Subject: Mr. Gandhi Goes to Africa (part 2)

Date: 14-Apr-96 at 13:34

From: Uncle Terry, 73060,2661


While in Pretoria, Gandhi studied the conditions in which his countrymen lived and tried to educate them on their rights and duties, but he had no intention of staying on in South Africa. Indeed, in June 1894, as his year's contract drew to a close, he was back in Durban, ready to sail for India. At a farewell party given in his honor he happened to glance through the "Natal Mercury" (no relation to the "San Jose Mercury") and learned that the Natal Legislative Assembly was considering a bill to deprive Indians of the right to vote. His hosts begged him to take up the fight on their behalf.

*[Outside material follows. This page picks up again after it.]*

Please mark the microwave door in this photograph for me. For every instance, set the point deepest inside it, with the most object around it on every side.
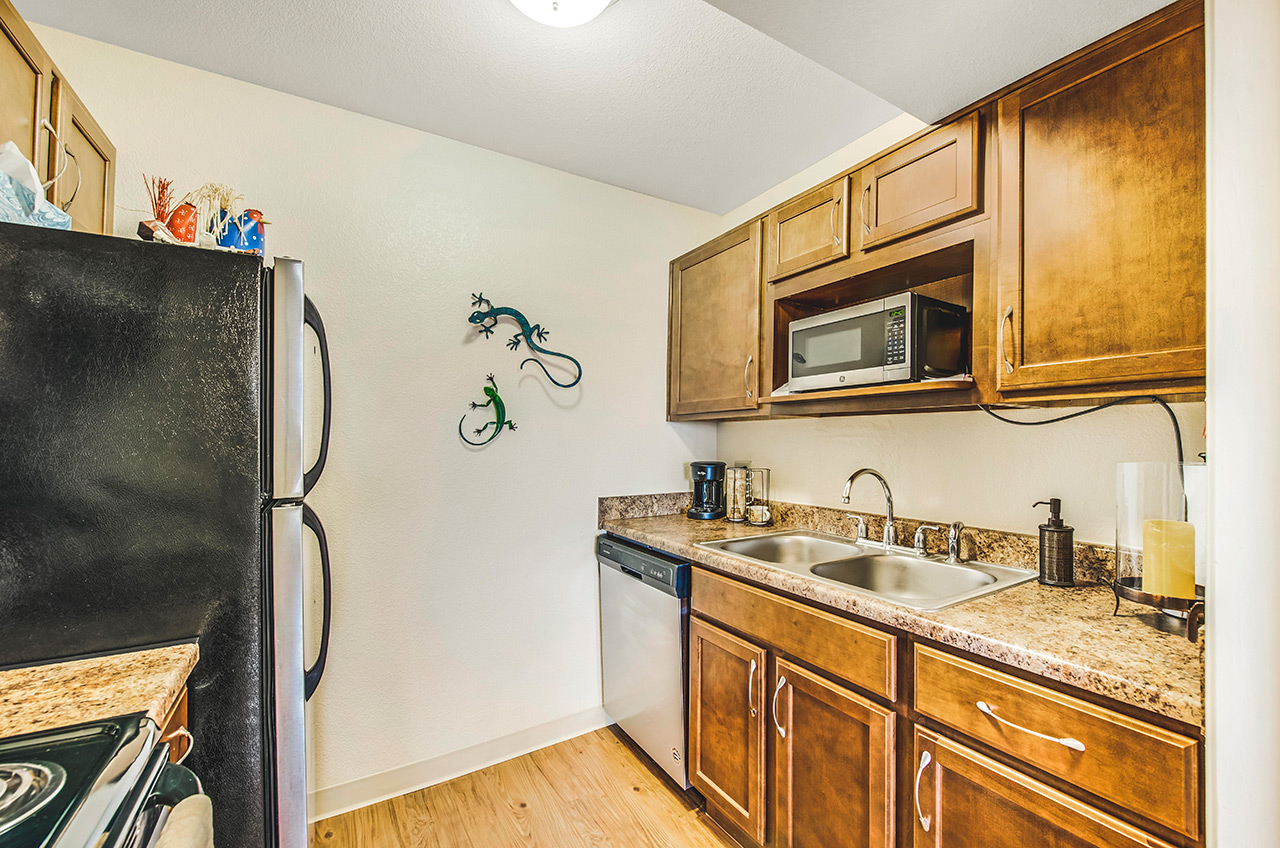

In the past, Gandhi had rarely read newspapers, showed little interest in politics, and was overcome by stage fright whenever he stood up to read a speech at a social gathering or to defend a client in court. Nevertheless, in July 1894, he blossomed almost overnight into a proficient political campaigner. He drafted petitions to the Natal legislature and the British government and had them signed by hundreds of his compatriots. While unable to prevent the passage of the bill, he succeeded in drawing the attention of the public and the press in Natal, India, and England. He was persuaded to settle down in Durban to practice law and organize the Indian community. He flooded the government, legislature, and press with closely reasoned statements of Indian grievances. It was a measure of his success as a publicist that the "London Times" and important newspapers in Calcutta editorially commented on the Natal Indians' grievances.

In 1896, Gandhi went to India to fetch his wife and children. There he met prominent leaders and addressed public meetings in the principal cities. Unfortunately for him, garbled versions of his activities and utterances reached Natal and inflamed its European population. On landing at Durban in 1897, he was assaulted and nearly lynched by a mob. Although encouraged to do so by the British colonial secretary, he refused to prosecute his assailants. It was, he said, a principle with him not to seek redress of a personal wrong in a court of law. Rather than embrace the concept of ambulance chasing, he was to soon become otherwise involved in ambulances.

In 1899, the Boer War broke out. The Boers were descendants of the earliest European settlers of South Africa, primarily of Dutch and German extraction, which explains their pleasant sounding language and short, easy-to-say words. While many wonder how a population could be more boering than the British, apparently the claim to this title resulted in bloody warfare.

Gandhi was not a man to nurse a grudge. On the outbreak of the Boer War, he argued that the Indians, who claimed the full rights of citizenship in the British crown colony of Natal, were in duty bound to defend it. He raised an ambulance corps of 1100 volunteers-- barristers and accountants, artisans and laborers. It was Gandhi's task to instill in them a spirit of service to those whom they regarded as their oppressors.

The British victory in the Boering War brought little relief to the Indians in South Africa. The new regime in South Africa was to blossom into a partnership, but only between Boers and Britons. Gandhi saw that, with the exception of a few Christian missionaries and youthful idealists. he had been unable to make a perceptible impression upon the South African Europeans. In 1906, the Indians, under Gandhi's leadership, held a mass protest and took a pledge to defy a recently proposed ordinance and suffer all the penalties resulting from their defiance. Thus was born the practice of non-violent resistance.

The struggle in South Africa lasted for more than seven years. It had its ups and downs, but the small Indian minority kept up its resistance against heavy odds. In the final phase of the movement in 1913, hundreds of Indians, including women, went to jail, and thousands of Indian workers who had struck work in the mines bravely faced imprisonment, flogging, and even

shooting. It was a terrible ordeal for the Indians, but it was also the worst possible advertisement for the South African government. Under pressure from the governments of Britain and India (and, no doubt, envisioning the future hosting of world underwater hockey championships), a compromise was negotiated by Gandhi and South African statesman General Jan Christian Smuts.

His work done in South Africa, in July 1914 Gandhi departed for India, where he was to fade into relative obscurity, except for a brief appearance with Ben Kingsley at the 1982 Academy Awards.